One night, hyperactive 11 year-old Arbor (Conner Chapman) and his mate Swifty (Shaun Thomas) spy men stealing copper railway wire and the young boy decides that becoming a scrapper is the life for him. After being expelled from school, the boys steal a spool of cable from some telcom workers and approach local metal yard dealer Kitten (Sean Gilder) to sell it. But when Arbor steals copper from Kitten to sell to another yard, Kitten demands repayment with an illegal and dangerous job in "The Selfish Giant."


Laura's Review: B+

Writer/director Clio Barnard makes her feature debut with a fable spawned from an Oscar Wilde children's story but plays more like a pint sized "Of Mice and Men." Barnard attains heart breaking performances from the untried Chapman and Thomas in a story that, like her documentary "The Arbor," is set in an economically depressed northern England.
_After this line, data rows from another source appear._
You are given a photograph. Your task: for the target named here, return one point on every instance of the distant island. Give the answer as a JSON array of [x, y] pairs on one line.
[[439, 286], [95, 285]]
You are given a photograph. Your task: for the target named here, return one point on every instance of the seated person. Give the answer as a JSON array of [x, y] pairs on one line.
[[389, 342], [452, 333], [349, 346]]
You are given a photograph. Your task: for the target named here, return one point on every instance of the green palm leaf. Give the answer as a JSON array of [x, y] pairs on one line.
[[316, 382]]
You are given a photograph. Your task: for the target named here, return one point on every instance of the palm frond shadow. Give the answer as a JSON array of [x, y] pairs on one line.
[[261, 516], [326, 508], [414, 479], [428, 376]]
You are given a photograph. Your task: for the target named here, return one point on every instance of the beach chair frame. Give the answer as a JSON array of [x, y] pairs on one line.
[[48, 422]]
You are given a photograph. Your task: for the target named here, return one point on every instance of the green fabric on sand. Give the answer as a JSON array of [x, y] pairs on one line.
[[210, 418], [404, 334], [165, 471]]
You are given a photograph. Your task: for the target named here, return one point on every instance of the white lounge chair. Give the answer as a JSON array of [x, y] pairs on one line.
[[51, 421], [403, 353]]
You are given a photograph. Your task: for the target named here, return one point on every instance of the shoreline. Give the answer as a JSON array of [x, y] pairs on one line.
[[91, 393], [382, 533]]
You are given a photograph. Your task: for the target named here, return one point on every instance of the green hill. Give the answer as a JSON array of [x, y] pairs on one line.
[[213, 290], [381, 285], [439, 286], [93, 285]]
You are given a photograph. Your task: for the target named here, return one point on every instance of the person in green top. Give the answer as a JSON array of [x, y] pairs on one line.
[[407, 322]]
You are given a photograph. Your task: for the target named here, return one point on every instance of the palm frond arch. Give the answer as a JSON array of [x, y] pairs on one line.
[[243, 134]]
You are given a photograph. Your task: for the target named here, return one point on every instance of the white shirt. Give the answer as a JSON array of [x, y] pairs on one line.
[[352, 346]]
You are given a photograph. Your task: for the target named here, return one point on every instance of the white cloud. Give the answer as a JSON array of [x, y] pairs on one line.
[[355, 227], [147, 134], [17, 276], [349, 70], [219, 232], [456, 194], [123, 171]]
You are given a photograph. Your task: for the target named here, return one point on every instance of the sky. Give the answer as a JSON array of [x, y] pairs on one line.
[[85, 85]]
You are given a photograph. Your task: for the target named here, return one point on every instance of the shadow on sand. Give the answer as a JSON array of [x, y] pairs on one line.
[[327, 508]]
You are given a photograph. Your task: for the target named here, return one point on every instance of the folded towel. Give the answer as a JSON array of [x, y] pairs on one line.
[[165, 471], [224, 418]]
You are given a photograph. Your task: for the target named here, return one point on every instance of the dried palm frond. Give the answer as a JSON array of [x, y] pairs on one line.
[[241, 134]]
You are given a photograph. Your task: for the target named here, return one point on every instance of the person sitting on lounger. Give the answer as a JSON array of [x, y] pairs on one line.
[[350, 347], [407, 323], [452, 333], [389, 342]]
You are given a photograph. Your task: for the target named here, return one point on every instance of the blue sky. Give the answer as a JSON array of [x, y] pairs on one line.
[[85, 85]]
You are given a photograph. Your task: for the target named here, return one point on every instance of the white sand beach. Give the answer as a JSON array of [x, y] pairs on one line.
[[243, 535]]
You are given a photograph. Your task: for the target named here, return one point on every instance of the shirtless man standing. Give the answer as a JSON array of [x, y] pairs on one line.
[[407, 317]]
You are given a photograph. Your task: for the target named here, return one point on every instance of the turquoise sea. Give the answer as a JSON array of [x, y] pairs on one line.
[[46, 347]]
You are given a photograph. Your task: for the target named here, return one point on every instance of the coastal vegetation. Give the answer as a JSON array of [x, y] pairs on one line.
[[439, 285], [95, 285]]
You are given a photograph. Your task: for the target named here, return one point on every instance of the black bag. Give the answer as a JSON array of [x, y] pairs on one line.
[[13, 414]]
At Arbor's home, his drug addicted older brother has just sold the younger boy's medication. Swifty has an even direr home life, his dad Price Drop (Steve Evets, "Brighton Rock") having lost their couch to debt collectors. But Swifty's the happier lad, reveling in the local cob horses which pull the two-wheeled sulky carts the scrappers use when they're not participating in road races. Arbor, determined to be a respected, wage-earning adult, is dismayed when Kitten notes Swifty's equine ability and turns his attentions to the older boy, grooming him for the races. Barnard and her director of photography Mike Eley ("Nanny McPhee Returns") find an industrial landscape which is at odds with itself - sheep grazing on meadows backed by an old power station - that defines her two protagonists. Arbor is rash, so excited by the prospects of a downed live electrical cable he begins to lead a foal towards it to gauge the danger. A horrified Swifty keeps him in check, calming the creature, in a scene loaded with portent. (Eley will also visualize Arbor's arc by repeating a shallow focus shot of Diesel with Swifty with the younger actor.) When tragedy eventually strikes, Barnard delivers it with a shocking jolt. If "The Selfish Giant" has a weakness, it is that the adults in the film are not as finely drawn as the boys. Kitten has a licensed yard, but turns a blind eye to obviously stolen goods and yet when he's faced with a larger moral dilemma, he seems to go against his rough and greedy character too abruptly. As his wife Mary, Lorraine Ashbourne is almost angelic, a happy nurturer. Rebecca Manley is harried yet supportive as Arbor's mom, but seems overall the average middle-class housewife. Only Siobhan Finneran ('Downton Abbey's' O'Brien) truly stand out among the adults, Swifty's mom almost a specter in her own overcrowded household, a haunted figure, but one still full of maternal love. Barnard is shaping up to be the 21st century answer to Britain's kitchen sink dramas of the '50's and '60's with her 'angry' characters and compassionate approach to lives lived below the radar.